Una volta indirizzati in un Paese, entrano in campo le nostre Comunità che a loro volta devono accettare proporzionalmente gli immigrati e trovare degli spazi di prima accoglienza (che non mancano affatto). Durante questo primo periodo giusto che gli accolti comincino ad essere utili socialmente. Successivamente gli stessi Comuni devono procedere con l’integrazione. No il concetto di Comunità chiusa non fa parte di questo blog nonostante qualcuno, superficialmente e senza leggerci con attenzione, ci abbia accusato di questo. Inoltre i nostri Comuni hanno oggi bisogno di una spinta dal punto di vista demografico, di un’iniezione di gioventù di fronte ad un calo della popolazione attiva preoccupante, elemento sottovalutato quando si parla di crisi economica. Ovviamente per chi arriva e per chi accoglie un po’ di naturale enpass c’è, ci si deve conoscere e chi arriva deve avere lo spirito di adeguarsi alle regole del posto dove è stato accolto, mentre chi apre le sue porte deve sforzarsi di capire la differente cultura e questo di solito è un fattore di crescita. Il legame con il luogo di origine non si dimentica soprattutto in condizioni di emigrazione forzata ma come sarà bello sentire un giorno il figlio di due emigrati ad esempio siriani, nato e cresciuto a Berlino dire spontaneamente: Ich bin ein Berliner!!! I am a Berliner!!! Io sono di Berlino!!

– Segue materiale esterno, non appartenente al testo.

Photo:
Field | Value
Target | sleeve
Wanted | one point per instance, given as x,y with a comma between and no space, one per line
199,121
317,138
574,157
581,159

E di dirlo a pieno diritto e non per politica (apprezzabilmente) come fece Kennedy ;-).

Per maggior chiarezza espositiva ripetiamo ora in sintesi la nostra ricetta in materia di immigrazione, modesta e sempre aperta al contributo (speriamo) di voi lettori:

  1. Istituzione di centri di accoglienza nelle aree di confine della U.E., istituzioni europee e non solo dei singoli Stati, tutti devono dare il loro apporto economico e culturale.
  2. Valutazione della direzione dei flussi venendo incontro alle aspettative degli immigrati, ridistribuendoli proporzionalmente alla popolazione degli Stati.
  3. Accoglienza nelle diverse Comunità che in termini logistici (case, strutture) ed integrazione (lavoro, incontri) possono, devono ed hanno spesso il bisogno di dare il loro contributo, in base alla propria dimensione.